Associated cardiac anomalies included multiple ventricular septal defects in 6 (3.3%), left-sided superior vena cava in 5 (2.7%), and a persistent arterial duct in 12 (6.6%) patients. The initial diagnosis before the shunt procedure was confirmed by transthoracic echocardiography. High-parasternal, short-axis views were used to image the right and left pulmonary arteries, and lateral resolution allowed differences of 2 mm to be detected. All pulmonary arteries were confluent. There was no disparity in size between the right and left pulmonary arteries. All patients had cineangiography before the corrective procedure. The median time from the shunt operation to corrective operation was 1.7 years (range, 7 months to 2.6 years). Before corrective operations, cardiac catheterization and angiography were done. Selective injections into the shunt were done using a cranio-caudal tilt and approximately 20-degree left anterior oblique projection. An aortogram in 45-degree caudo-cranial, 30-degree left anterior oblique projection (to visualize coronary arteries) and lateral projections was also done [7].

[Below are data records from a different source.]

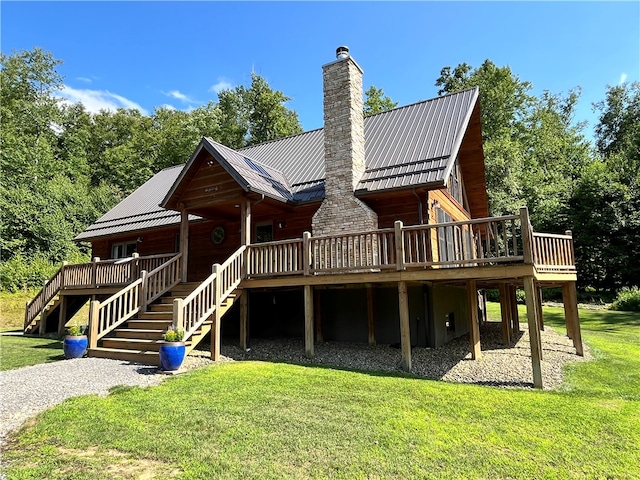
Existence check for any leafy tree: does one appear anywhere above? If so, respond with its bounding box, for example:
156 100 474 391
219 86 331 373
364 85 398 117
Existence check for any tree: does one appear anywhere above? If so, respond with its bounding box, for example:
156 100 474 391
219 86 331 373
364 85 398 117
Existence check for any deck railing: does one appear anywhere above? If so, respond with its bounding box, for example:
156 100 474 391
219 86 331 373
246 208 575 278
89 254 182 348
173 246 246 340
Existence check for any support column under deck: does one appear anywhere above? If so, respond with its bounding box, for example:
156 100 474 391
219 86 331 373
524 277 542 388
467 280 482 360
304 285 314 358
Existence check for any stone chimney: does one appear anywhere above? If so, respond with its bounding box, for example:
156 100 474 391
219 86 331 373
311 47 378 236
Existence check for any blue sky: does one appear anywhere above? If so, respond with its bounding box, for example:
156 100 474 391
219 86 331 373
0 1 640 139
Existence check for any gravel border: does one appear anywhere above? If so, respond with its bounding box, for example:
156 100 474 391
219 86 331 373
0 322 593 447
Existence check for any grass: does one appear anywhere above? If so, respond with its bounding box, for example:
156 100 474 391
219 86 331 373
3 298 640 479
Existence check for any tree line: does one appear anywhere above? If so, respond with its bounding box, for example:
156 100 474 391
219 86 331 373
0 48 640 289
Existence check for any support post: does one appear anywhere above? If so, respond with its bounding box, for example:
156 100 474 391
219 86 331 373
139 270 149 312
58 295 67 337
394 220 404 271
304 285 314 358
180 208 189 282
240 198 251 245
240 290 249 351
562 282 584 357
467 280 482 360
313 288 324 344
396 282 411 372
302 232 311 277
498 282 511 345
89 300 100 348
523 277 542 388
211 263 222 362
367 285 376 345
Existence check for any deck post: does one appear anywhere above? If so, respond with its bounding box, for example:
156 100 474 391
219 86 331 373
523 276 542 389
240 198 251 245
396 282 411 372
58 295 67 337
240 290 249 351
467 280 482 360
367 285 376 345
394 220 404 271
180 208 189 282
562 282 584 357
520 207 533 265
211 263 222 362
89 300 100 348
302 232 311 277
313 289 324 344
304 285 314 358
498 282 511 345
138 270 149 312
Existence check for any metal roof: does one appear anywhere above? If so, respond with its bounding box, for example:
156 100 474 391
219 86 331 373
76 88 478 240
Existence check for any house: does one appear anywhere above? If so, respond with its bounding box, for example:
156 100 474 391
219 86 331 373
25 47 582 387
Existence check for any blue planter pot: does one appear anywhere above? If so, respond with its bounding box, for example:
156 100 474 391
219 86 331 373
160 342 186 371
62 335 87 358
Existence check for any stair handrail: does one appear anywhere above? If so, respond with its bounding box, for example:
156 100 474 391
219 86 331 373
89 253 182 348
89 278 143 348
173 245 247 340
24 262 67 330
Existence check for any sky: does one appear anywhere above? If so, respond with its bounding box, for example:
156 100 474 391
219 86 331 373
0 0 640 136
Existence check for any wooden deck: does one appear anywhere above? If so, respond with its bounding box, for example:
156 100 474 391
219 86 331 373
25 208 582 387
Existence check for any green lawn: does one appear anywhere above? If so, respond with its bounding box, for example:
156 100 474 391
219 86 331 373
3 306 640 479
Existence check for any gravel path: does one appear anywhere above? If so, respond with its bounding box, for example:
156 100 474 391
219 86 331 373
0 323 592 446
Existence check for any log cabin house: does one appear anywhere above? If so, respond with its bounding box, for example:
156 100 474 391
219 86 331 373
25 47 582 387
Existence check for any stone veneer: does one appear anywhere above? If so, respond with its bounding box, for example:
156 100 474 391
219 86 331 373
311 49 378 236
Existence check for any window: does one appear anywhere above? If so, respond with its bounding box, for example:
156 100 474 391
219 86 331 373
256 222 273 243
111 242 138 258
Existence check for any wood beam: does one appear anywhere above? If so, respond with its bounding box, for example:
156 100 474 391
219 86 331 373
467 280 482 360
240 290 249 351
524 277 542 388
313 289 324 344
367 285 376 345
498 282 511 345
240 198 251 245
304 285 314 358
180 209 189 282
398 282 411 372
562 282 584 357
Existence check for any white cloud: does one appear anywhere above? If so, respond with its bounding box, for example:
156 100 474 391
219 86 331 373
162 90 198 103
209 77 233 93
59 85 148 115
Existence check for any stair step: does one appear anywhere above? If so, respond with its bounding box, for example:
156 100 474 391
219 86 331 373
113 328 164 340
87 347 160 366
127 319 173 332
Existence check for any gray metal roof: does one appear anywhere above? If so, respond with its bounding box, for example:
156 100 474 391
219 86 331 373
76 88 478 240
75 165 201 240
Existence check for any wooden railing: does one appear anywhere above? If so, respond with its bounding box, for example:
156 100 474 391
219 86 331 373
533 231 576 272
240 208 575 278
140 253 182 310
247 239 304 276
173 246 246 340
24 253 181 330
89 254 182 348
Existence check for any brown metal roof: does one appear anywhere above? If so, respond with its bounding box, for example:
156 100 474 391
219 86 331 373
76 88 478 240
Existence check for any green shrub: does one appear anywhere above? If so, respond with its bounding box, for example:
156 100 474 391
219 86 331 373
611 287 640 312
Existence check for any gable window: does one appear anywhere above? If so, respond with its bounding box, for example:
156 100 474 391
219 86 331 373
111 241 138 258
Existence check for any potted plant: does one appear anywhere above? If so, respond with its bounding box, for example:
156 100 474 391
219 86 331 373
62 325 88 358
160 325 186 372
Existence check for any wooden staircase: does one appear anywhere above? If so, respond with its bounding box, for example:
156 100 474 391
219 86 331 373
88 282 241 365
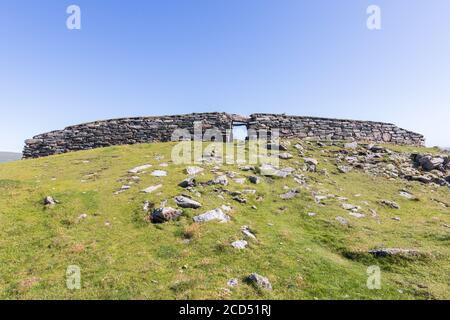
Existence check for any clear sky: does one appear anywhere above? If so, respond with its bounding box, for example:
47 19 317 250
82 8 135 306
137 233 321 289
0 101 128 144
0 0 450 151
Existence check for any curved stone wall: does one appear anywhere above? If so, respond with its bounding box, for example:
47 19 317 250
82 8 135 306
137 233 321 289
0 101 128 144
23 113 424 158
248 113 425 145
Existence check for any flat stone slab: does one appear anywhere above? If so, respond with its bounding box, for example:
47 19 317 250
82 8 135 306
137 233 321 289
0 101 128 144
175 196 202 209
128 164 152 174
247 273 272 291
241 226 256 240
193 208 230 223
150 207 183 223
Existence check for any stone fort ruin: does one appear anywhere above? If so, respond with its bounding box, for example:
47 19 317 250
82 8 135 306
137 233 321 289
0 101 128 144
23 112 425 158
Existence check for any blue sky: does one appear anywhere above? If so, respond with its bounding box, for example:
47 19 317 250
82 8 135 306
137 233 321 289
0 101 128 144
0 0 450 151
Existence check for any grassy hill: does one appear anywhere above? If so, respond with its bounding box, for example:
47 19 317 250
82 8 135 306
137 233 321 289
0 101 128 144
0 152 22 163
0 142 450 299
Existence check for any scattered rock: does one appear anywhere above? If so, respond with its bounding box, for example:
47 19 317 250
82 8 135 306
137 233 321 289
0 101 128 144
150 207 183 223
142 184 162 193
231 240 248 250
267 142 287 151
241 226 256 240
369 248 421 257
128 164 152 174
348 212 366 219
193 208 230 223
380 200 400 209
247 273 272 290
175 196 202 209
178 177 197 188
415 155 445 171
342 203 361 211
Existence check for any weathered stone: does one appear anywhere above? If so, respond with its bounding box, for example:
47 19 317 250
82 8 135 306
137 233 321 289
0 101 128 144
303 158 319 166
338 166 353 173
380 200 400 209
142 184 162 193
231 240 248 250
342 203 361 210
186 167 205 176
280 189 298 200
175 196 202 209
241 226 256 240
23 113 424 160
344 142 358 149
152 170 167 177
278 152 293 160
336 216 348 226
208 175 228 186
193 208 230 223
267 142 287 151
128 164 152 174
369 248 421 257
247 273 272 290
227 278 239 287
150 207 183 223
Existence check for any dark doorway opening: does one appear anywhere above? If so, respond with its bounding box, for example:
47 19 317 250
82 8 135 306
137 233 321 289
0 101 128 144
232 122 248 141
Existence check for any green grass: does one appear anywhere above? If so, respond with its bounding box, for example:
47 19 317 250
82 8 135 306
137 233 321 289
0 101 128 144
0 143 450 299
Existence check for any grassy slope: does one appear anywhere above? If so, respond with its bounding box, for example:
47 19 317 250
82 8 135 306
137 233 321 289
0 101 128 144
0 143 450 299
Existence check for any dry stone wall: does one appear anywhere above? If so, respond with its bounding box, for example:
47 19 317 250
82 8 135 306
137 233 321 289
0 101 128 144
23 113 424 158
248 114 425 145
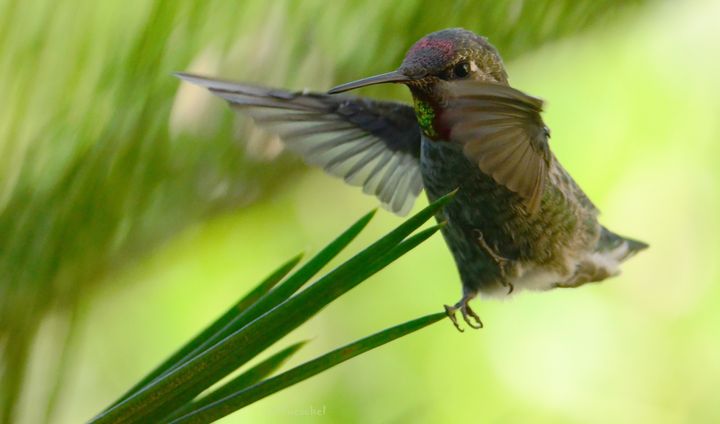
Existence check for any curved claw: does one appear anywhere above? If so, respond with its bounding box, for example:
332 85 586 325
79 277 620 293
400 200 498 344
445 295 483 333
444 305 465 333
460 303 483 330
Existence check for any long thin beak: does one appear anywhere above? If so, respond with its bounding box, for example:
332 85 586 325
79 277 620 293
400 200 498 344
328 71 410 94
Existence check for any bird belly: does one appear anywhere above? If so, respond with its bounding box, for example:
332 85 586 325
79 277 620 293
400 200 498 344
420 138 584 297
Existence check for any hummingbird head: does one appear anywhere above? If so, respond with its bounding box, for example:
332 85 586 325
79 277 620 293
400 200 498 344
328 28 508 139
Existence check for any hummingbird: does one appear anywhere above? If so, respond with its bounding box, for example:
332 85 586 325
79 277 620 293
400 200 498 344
177 28 648 331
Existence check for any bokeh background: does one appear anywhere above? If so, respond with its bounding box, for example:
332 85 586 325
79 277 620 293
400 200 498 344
0 0 720 423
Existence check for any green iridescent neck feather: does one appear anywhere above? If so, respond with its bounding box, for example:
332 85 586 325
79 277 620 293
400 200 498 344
415 98 438 139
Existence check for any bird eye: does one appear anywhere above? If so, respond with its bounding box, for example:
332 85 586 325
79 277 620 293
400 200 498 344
453 62 470 78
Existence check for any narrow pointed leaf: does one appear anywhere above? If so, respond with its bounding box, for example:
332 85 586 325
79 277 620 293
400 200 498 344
88 192 454 423
158 210 375 378
111 254 303 407
168 341 307 420
171 312 446 424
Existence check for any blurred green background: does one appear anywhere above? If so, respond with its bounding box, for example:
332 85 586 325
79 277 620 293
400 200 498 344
0 0 720 423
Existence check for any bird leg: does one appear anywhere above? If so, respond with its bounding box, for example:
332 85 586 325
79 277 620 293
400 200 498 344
445 293 483 333
473 229 515 294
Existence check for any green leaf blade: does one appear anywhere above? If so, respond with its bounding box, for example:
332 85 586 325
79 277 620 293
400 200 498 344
171 312 446 424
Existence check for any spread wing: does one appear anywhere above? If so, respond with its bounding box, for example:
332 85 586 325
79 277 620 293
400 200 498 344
177 74 422 215
443 81 552 212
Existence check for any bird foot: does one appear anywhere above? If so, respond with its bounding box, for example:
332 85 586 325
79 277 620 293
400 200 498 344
445 296 483 333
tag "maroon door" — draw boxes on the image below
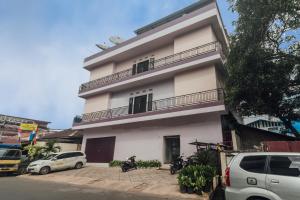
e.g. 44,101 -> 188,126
85,137 -> 116,163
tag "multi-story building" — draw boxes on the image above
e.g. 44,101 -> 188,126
73,0 -> 228,163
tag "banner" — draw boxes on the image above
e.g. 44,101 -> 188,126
20,124 -> 38,131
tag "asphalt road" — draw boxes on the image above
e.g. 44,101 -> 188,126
0,177 -> 174,200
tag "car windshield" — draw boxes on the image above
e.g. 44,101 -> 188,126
0,149 -> 21,160
43,154 -> 57,160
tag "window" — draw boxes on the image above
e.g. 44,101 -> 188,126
269,156 -> 300,177
240,156 -> 267,173
128,93 -> 153,114
132,58 -> 154,75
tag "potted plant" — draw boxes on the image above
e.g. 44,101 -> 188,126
186,177 -> 195,194
194,176 -> 206,195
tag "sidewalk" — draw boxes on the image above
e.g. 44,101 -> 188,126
20,166 -> 209,200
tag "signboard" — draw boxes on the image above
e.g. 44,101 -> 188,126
20,124 -> 38,131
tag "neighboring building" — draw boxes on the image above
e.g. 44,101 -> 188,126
73,0 -> 227,163
0,114 -> 50,144
243,115 -> 289,134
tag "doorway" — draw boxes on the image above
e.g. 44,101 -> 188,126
133,95 -> 147,114
164,135 -> 180,164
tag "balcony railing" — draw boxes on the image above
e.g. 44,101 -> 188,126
73,89 -> 224,126
79,42 -> 222,94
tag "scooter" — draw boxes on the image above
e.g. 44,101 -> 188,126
170,155 -> 194,175
121,156 -> 137,172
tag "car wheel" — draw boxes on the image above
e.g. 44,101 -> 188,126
75,162 -> 83,169
170,167 -> 176,175
39,167 -> 50,175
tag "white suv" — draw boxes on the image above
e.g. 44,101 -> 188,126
27,151 -> 86,175
225,152 -> 300,200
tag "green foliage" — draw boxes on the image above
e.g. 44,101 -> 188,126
177,165 -> 216,194
43,140 -> 61,156
24,140 -> 61,160
24,145 -> 43,160
193,150 -> 218,167
226,0 -> 300,136
109,160 -> 161,168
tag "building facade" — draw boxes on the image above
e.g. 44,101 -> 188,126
73,0 -> 228,163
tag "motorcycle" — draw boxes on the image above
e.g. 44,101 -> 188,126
170,156 -> 194,175
121,156 -> 137,172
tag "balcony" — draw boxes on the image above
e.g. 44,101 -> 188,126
73,89 -> 224,128
79,42 -> 224,94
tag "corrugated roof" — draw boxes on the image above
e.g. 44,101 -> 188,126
134,0 -> 215,35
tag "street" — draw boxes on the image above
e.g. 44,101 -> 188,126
0,177 -> 174,200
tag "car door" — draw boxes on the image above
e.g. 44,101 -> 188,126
51,154 -> 66,170
266,155 -> 300,200
231,155 -> 267,189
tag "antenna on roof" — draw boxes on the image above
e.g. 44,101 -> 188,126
109,36 -> 124,45
96,42 -> 109,50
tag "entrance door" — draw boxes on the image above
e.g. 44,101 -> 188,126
85,137 -> 116,163
164,135 -> 180,163
133,95 -> 147,114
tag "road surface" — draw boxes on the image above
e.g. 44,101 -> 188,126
0,177 -> 174,200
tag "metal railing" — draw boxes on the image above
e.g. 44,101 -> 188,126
73,89 -> 224,125
79,41 -> 222,94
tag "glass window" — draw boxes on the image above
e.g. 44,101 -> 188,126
240,156 -> 267,173
270,156 -> 300,177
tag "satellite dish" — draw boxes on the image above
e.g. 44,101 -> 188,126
96,43 -> 109,50
109,36 -> 124,45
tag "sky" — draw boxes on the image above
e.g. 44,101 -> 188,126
0,0 -> 235,129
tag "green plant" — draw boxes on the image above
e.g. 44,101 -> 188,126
42,140 -> 61,156
24,145 -> 43,161
177,165 -> 216,194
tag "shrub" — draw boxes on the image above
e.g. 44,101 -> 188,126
177,165 -> 216,195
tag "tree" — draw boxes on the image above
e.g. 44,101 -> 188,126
226,0 -> 300,137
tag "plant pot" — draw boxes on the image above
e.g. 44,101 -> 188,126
186,187 -> 194,194
179,185 -> 187,193
195,190 -> 202,195
203,182 -> 211,193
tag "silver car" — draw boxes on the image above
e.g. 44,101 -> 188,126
225,152 -> 300,200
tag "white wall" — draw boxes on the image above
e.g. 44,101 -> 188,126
110,79 -> 174,108
82,113 -> 222,162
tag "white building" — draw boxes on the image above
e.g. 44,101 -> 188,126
73,0 -> 228,163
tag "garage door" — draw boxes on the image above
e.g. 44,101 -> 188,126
85,137 -> 116,163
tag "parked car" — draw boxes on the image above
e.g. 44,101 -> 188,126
225,152 -> 300,200
27,151 -> 86,175
0,148 -> 22,174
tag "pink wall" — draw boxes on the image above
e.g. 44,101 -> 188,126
82,113 -> 222,162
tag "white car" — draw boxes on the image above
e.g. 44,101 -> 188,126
27,151 -> 86,175
225,152 -> 300,200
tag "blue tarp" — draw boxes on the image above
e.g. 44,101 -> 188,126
0,144 -> 21,149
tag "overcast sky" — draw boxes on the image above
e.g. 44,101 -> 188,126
0,0 -> 234,128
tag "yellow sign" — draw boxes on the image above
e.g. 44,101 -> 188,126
20,124 -> 38,131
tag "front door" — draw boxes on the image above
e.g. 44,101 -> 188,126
133,95 -> 147,114
85,137 -> 116,163
164,135 -> 180,163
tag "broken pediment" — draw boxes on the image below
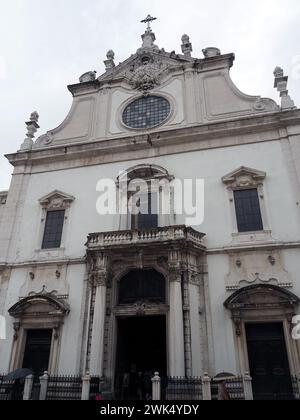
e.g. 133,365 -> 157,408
222,166 -> 267,188
39,190 -> 75,210
226,251 -> 293,291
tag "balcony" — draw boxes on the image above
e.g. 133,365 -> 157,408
86,225 -> 205,251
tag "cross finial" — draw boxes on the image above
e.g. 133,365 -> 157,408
141,15 -> 157,32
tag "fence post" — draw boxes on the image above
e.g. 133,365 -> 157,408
40,372 -> 49,401
151,372 -> 161,401
23,375 -> 33,401
202,373 -> 211,401
81,372 -> 91,401
243,372 -> 253,401
296,372 -> 300,399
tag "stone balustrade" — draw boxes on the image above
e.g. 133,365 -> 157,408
86,225 -> 205,249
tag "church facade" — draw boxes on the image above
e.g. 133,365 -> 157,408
0,18 -> 300,398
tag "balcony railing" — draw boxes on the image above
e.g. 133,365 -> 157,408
86,226 -> 205,250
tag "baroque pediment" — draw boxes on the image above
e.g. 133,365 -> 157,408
98,48 -> 187,92
39,190 -> 75,210
222,166 -> 267,188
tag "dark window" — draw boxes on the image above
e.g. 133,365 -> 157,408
119,270 -> 166,305
23,330 -> 52,376
42,210 -> 65,249
123,96 -> 171,128
131,193 -> 158,230
234,189 -> 263,232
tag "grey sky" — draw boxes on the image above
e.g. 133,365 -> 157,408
0,0 -> 300,190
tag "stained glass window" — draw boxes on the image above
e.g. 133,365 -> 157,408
123,96 -> 171,129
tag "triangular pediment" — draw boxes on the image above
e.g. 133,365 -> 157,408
39,190 -> 75,208
222,166 -> 267,187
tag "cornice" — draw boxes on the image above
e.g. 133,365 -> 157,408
6,109 -> 300,170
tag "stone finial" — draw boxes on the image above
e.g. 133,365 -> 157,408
274,67 -> 284,77
20,111 -> 40,151
106,50 -> 115,60
104,50 -> 116,71
202,47 -> 221,58
181,34 -> 193,57
274,67 -> 295,110
79,71 -> 97,83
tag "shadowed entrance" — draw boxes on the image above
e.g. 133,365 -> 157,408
116,316 -> 167,400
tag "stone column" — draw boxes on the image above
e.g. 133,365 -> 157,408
202,373 -> 211,401
182,271 -> 192,378
40,372 -> 49,401
243,372 -> 253,401
23,375 -> 33,401
152,372 -> 161,401
169,270 -> 185,377
89,255 -> 107,377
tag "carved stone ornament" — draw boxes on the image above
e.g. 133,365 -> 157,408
133,302 -> 146,316
79,71 -> 97,83
226,251 -> 293,290
39,190 -> 75,210
222,166 -> 267,188
125,52 -> 168,92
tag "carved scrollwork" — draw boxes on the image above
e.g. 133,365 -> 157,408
125,52 -> 168,92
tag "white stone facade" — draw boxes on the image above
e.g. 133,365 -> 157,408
0,21 -> 300,398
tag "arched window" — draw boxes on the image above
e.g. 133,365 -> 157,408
117,164 -> 174,230
119,270 -> 166,305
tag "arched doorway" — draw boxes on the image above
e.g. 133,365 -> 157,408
225,284 -> 300,400
115,269 -> 167,399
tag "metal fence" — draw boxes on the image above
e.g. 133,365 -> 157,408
0,375 -> 14,401
46,376 -> 82,401
211,377 -> 245,401
90,376 -> 100,400
162,378 -> 203,401
292,376 -> 300,400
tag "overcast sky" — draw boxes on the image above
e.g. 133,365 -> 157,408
0,0 -> 300,190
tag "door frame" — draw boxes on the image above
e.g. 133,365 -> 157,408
112,312 -> 169,392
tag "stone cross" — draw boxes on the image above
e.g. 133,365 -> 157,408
141,15 -> 157,32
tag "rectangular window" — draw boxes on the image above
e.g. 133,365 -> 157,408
234,189 -> 264,232
131,193 -> 158,230
42,210 -> 65,249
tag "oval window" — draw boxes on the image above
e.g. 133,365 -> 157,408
123,96 -> 171,129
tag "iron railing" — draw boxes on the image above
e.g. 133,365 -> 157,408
0,375 -> 14,401
90,376 -> 101,400
211,377 -> 245,401
46,376 -> 82,401
162,378 -> 203,401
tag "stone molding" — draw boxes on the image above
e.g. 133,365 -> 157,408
6,110 -> 300,172
39,190 -> 75,210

From the angiograms, the diameter of the right pulmonary artery (RPA) and left pulmonary artery (LPA) before their first lobar branches and the diameter of the descending thoracic aorta (DTA) at the level of the diaphragm were measured. All measurements were taken during ventricular systole and, when possible, from the same angiographic frame. For each patient the ratios of RPA to DTA and LPA to DTA were determined and compared using Students t test. This method was used for normalization of the pulmonary artery size to the size of the patient, and the diameters of the cardiac catheters were used to account for any magnification factor.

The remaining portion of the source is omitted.